Voller Stern Voller Stern Voller Stern Voller Stern Leerer Stern
schmiesen Avatar

Von

"Und wenn die Leidenschaft auch mein Herz verbraucht, um ein Millionstel täglich, so ist doch alles, was das Herz berührt, gut für das Herz, ist zumindest ein Gefühl."

Schon früh erkennt Paul, was Begehren ist. Er folgt diesem Gefühl kompromiss- und bedingungslos, und findet Liebe bei vielen Menschen. Doch keiner hält ihn wirklich, denn seine Liebe folgt anderen Gesetzen und erfindet sich immer wieder neu.

In fünf langen Kapiteln erzählt Aciman von Pauls fünf Lieben, angefangen bei Nanni, den Paul als 12-jähriger kennenlernt und der heftiges Begehren in ihm weckt. Noch kann der Junge dieses Gefühl nicht einschätzen, doch später weiß er, dass diese Leidenschaft die Grundlage für all seine Lieben war und ihn immer begleiten wird.

"Gefühl" lautet das Stichwort in Acimans neuem Roman. Alles geschieht im Kopf des Protagonisten, wir verfolgen minutiös seine Freuden, Ängste, Befürchtungen - die sich im echten Leben selten bewahrheiten. Es baut sich eine subtile Anspannung auf beim Lesen dieser oft selbstzerstörerischen Gedanken, die man erst bemerkt, wenn man das Buch zur Seite legt und endlich wieder tief Luft holen kann. Das ist kein angenehmes Lesen, aber es ist definitiv sehr emotional.
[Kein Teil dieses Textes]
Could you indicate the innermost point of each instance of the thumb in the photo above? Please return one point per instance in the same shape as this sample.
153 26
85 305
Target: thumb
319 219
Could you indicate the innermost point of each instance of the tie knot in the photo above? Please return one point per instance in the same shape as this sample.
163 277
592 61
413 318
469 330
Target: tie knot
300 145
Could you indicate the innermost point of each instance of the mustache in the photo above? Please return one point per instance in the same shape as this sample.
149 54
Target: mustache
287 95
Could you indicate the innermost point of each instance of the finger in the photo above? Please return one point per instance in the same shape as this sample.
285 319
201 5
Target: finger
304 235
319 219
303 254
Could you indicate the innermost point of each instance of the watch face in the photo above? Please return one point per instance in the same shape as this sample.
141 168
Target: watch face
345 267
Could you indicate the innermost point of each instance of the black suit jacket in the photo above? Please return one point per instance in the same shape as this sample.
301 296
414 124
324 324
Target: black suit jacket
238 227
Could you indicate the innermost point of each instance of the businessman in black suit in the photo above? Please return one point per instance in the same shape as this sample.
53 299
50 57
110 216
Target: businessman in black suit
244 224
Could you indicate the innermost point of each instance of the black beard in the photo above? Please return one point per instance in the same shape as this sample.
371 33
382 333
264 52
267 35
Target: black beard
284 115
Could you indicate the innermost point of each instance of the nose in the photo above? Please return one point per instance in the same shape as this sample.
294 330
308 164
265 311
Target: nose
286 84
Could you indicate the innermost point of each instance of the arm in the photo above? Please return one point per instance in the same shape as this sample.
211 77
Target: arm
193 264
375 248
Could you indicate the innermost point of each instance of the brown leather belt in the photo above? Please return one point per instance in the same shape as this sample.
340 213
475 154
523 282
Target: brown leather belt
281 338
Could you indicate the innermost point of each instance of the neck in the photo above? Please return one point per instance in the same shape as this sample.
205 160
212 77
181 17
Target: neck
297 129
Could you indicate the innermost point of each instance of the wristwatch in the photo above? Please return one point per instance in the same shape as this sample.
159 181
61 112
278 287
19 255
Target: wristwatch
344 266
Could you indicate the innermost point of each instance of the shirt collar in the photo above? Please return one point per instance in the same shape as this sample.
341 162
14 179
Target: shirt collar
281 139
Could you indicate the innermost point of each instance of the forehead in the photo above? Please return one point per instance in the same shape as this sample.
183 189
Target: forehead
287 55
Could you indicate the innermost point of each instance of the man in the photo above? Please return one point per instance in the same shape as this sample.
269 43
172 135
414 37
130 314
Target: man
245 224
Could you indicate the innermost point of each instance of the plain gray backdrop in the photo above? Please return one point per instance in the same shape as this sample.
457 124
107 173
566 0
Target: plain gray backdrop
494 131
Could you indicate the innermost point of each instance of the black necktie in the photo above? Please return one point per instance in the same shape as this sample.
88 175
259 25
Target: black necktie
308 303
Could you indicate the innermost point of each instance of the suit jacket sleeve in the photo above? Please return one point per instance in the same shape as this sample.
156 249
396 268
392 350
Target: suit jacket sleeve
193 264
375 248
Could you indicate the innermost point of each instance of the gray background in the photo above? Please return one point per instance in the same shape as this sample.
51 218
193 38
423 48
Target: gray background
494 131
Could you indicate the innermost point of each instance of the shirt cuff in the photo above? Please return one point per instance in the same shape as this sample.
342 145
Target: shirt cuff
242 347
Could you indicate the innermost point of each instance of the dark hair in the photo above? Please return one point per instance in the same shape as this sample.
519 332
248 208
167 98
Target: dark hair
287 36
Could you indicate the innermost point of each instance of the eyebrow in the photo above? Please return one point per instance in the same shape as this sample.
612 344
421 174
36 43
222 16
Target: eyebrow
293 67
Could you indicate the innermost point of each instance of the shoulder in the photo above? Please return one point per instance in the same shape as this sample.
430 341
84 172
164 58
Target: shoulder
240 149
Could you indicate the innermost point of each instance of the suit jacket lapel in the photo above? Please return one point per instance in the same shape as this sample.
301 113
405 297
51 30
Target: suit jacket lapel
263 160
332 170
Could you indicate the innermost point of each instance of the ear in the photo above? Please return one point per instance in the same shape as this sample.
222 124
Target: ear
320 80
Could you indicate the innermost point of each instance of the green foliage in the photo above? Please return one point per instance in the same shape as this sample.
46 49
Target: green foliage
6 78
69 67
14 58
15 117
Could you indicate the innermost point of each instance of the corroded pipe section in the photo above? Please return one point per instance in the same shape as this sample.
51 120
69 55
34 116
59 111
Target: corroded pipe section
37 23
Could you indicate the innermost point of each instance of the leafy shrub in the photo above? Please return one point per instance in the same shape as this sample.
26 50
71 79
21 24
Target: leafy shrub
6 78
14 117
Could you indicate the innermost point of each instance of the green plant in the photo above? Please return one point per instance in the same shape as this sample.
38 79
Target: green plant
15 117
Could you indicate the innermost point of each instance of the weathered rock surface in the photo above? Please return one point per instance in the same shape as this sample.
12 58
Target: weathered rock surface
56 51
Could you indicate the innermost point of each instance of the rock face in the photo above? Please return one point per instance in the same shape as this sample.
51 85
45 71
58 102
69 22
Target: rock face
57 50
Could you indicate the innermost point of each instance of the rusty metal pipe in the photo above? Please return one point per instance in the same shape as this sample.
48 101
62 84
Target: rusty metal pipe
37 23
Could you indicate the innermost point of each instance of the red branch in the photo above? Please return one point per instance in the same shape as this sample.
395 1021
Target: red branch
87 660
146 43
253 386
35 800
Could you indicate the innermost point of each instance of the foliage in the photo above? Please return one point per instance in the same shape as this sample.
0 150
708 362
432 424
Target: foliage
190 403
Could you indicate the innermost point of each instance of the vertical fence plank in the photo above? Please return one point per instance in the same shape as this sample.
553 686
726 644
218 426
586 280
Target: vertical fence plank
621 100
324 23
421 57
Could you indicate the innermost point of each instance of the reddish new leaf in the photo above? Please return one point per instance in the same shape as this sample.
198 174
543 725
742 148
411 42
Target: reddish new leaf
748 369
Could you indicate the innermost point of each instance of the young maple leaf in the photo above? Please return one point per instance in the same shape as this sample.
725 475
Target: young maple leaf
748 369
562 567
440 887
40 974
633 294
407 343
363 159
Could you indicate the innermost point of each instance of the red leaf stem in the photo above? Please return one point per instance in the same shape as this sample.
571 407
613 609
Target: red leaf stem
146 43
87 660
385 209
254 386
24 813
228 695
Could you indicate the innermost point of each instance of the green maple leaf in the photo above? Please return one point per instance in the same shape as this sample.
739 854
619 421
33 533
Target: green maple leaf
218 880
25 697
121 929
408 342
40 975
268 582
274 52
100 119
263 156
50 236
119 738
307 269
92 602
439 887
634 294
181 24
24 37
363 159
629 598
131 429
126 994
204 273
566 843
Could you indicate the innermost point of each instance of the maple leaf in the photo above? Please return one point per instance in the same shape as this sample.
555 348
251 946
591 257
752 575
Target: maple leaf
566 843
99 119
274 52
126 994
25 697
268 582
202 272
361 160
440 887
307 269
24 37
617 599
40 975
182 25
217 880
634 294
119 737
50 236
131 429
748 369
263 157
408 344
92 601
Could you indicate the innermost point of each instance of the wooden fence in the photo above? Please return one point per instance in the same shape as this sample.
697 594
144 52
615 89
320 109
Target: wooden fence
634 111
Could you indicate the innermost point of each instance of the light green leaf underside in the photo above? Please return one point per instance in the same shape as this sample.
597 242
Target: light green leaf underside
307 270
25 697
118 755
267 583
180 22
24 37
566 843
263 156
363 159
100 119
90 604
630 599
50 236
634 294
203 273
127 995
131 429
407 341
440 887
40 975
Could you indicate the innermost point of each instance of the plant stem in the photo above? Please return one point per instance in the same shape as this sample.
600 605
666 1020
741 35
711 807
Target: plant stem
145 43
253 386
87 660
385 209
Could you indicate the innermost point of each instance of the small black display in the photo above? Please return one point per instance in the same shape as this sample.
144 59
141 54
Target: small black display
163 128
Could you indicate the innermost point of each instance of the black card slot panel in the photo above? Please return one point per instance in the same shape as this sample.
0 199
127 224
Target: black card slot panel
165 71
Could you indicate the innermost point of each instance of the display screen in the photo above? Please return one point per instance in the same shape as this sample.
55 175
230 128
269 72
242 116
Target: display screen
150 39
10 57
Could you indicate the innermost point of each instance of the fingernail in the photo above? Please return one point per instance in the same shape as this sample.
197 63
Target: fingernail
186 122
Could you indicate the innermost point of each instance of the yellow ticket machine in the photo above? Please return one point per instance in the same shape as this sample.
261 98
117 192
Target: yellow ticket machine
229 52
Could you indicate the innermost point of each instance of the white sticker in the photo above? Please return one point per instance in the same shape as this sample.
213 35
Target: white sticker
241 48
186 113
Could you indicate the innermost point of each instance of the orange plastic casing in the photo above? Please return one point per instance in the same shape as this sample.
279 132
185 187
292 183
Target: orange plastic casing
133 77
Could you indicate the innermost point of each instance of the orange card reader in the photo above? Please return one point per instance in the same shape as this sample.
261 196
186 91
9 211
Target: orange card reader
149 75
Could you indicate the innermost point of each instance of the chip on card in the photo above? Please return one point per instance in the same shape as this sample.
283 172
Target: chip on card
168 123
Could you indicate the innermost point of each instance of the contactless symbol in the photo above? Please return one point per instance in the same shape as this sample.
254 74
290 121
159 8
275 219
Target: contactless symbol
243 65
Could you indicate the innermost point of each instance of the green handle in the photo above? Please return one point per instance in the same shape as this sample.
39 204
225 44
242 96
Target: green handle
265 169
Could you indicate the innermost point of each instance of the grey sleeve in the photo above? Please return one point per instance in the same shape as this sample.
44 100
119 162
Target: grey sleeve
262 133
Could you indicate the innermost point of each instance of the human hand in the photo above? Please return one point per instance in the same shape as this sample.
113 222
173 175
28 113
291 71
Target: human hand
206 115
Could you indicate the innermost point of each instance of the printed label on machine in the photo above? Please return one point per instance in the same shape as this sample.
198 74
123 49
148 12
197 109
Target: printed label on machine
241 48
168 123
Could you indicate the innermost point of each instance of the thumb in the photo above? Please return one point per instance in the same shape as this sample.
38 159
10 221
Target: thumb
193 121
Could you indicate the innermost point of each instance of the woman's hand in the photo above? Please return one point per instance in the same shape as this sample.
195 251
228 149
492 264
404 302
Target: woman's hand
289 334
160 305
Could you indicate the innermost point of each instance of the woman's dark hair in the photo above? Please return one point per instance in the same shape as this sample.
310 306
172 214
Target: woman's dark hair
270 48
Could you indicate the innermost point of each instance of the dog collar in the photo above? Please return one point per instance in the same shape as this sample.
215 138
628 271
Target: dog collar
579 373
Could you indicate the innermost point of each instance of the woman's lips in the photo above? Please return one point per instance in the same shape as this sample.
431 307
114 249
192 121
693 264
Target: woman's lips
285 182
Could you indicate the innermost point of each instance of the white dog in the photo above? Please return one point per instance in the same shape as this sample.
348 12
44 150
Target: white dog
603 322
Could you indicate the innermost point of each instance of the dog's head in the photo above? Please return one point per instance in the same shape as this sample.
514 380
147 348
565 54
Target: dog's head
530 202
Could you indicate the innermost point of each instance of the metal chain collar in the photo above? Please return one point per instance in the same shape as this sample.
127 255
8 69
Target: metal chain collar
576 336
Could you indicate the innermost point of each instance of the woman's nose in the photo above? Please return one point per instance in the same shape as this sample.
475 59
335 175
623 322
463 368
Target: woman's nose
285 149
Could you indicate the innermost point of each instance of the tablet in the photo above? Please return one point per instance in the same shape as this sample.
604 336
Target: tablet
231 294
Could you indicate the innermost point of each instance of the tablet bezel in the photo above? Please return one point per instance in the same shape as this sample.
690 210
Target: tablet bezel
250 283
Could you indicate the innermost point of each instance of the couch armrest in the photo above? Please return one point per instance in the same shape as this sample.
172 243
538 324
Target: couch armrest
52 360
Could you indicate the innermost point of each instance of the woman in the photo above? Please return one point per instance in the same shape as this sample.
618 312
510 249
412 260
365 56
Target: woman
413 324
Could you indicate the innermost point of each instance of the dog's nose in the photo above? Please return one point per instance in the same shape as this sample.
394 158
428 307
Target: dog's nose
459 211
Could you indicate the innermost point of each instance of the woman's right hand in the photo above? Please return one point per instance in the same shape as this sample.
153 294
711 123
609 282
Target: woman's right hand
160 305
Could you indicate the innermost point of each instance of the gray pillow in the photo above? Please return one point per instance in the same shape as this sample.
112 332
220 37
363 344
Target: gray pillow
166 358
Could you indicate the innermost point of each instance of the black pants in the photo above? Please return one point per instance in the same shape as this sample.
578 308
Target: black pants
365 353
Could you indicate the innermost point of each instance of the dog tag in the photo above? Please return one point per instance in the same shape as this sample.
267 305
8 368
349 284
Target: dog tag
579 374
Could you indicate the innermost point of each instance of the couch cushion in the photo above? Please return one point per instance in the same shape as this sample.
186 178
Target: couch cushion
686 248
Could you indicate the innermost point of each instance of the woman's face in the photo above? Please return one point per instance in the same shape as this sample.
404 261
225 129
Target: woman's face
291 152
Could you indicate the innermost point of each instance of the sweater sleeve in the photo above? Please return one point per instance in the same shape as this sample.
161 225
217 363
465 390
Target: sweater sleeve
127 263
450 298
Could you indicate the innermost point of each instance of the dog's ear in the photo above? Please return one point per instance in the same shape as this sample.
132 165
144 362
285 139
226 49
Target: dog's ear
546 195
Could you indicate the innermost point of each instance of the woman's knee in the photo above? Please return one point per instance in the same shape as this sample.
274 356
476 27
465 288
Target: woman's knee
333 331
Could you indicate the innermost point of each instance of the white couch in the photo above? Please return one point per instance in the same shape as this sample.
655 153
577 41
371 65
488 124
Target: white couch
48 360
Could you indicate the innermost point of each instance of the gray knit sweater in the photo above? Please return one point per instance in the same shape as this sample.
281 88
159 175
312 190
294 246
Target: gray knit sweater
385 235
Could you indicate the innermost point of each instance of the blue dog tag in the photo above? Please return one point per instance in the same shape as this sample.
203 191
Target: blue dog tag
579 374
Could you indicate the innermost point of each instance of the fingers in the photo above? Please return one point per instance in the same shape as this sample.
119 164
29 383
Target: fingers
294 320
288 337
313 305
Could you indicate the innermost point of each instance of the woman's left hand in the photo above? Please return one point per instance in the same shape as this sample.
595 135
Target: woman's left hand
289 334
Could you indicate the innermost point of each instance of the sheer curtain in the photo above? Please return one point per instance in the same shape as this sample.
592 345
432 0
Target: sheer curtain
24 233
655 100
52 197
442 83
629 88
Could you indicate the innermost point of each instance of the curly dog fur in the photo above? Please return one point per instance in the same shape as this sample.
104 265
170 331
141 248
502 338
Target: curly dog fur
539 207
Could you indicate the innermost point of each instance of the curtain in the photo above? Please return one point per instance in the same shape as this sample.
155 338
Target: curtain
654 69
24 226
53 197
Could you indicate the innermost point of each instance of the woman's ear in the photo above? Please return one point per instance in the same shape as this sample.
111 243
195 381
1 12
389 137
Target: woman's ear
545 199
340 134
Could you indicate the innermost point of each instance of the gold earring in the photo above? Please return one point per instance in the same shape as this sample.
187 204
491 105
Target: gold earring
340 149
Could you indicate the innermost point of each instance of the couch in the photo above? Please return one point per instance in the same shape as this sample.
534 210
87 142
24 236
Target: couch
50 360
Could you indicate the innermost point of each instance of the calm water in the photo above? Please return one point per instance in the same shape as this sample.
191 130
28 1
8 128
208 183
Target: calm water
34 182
Paul hat Beziehungen zu Männern und zu Frauen, und ich meine, ein gewisses Muster in seinen Lieben erkannt zu haben. Die Männer sind sehr sexualisiert und werden häufig in erotischen Kontexten "gedacht", während die Frauen sehr viel abstrakter und intensiver beleuchtet werden. Wie eine Aufspaltung der Gefühle und Triebe. Jedes Kapitel wartet ganz am Ende mit einer ziemlichen Überraschung auf, die den Leser aus Pauls Gedankenstrom herausreißt und zurück in die Realität versetzt, die mit Pauls Überlegungen häufig wenig zu tun hat. Alles wird plötzlich in eine neues Licht gerückt und muss erst einmal verdaut werden. Dieses Spannungsfeld macht den Roman noch ein wenig intensiver und anregender. Man macht sich definitiv Gedanken über die eigenen Gefühle, und über ihren tatsächlichen Zusammenhang mit der Realität. Gleichzeitig bleibt Pauls echtes Leben merkwürdig verschwommen. Er gewährt uns kurze Einblicke in sein Familienleben, wir wissen, dass die Eltern wohl tot sind, wir erfahren nebenbei, mit wem er gerade zusammen ist oder von wem er sich getrennt hat, seine Arbeit scheint mit Büchern zu tun zu haben - doch klar wird hier nichts. Es ist eine Geschichte in Gedanken und Gefühlen.

Aciman wird zurecht als "herausragender Sensualist" bezeichnet, der inneres Feuer so intensiv beschreibt, dass man selbst betroffen zu sein scheint. Das Buch hat mich häufig unruhig gemacht, manchmal in seiner Obsessivität auch ermüdet, aber meistens doch sehr angeregt und nachdenklich gemacht. Die Motive ähneln sehr denen in "Call me by your name", und diese erkennbare Linie hat mir gut gefallen. Es macht den Autor für mich greifbar und identifizierbar. Insgesamt ist "Fünf Lieben lang" ein anspruchsvoller, mitreißender und bisweilen beklemmender Roman, der für mich in der aktuellen Literaturszene keine Entsprechung findet.